There aren't many people on the lawn outside, because most people have gone on holiday, and aside from the man who is meant to fix the broken light bulb in my room, but hasn't, I haven't met anyone before. Three fire trucks go past and someone makes a comment about how much this will cost. The magpie lark is browsing through the lawn, and I am holding my computer to my chest as I'm not good at following instructions. I'm pissed. Who knows when I'll ever find that kind of focus again? I consider starting a conversation with someone, how about this heat etc, but no one else is holding a computer or anything, and this makes me feel foolish for some reason. Fuck it, I think. Immature or not, I'm going to go find that baby bird.

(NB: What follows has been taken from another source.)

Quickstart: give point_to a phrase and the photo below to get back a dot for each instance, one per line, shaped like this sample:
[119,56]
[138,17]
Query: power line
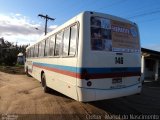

The baby magpie lark is half grown and squawking, with traces of yellow membrane in the corners of its beak. It has a straggly, damp, fully fledged tail and fledged wings, but the rest is baby fluff. I expect the adult to notice me approaching her baby and get defensive, like a hissing mother duck, but the adult magpie lark is indifferent and so is the baby. The baby looks me in the eye. 'Scraaaaarp,' he says, unimpressed. 'I know how you feel,' I would have replied, if talking to a baby bird wasn't crazy behaviour. The adult is in a tree, looking down on the pair of us. 'Skweeeep,' she says, and goes on with her business.

It didn't take the firefighters long to switch off the alarm, and now I am back in the office, shoes kicked off, feet on the desk, writing about a baby bird and a fire alarm. I am unfocused and envious, dreaming of blue skies and a wide green lawn, the grass beneath my feet, someone bringing me food whenever I screech.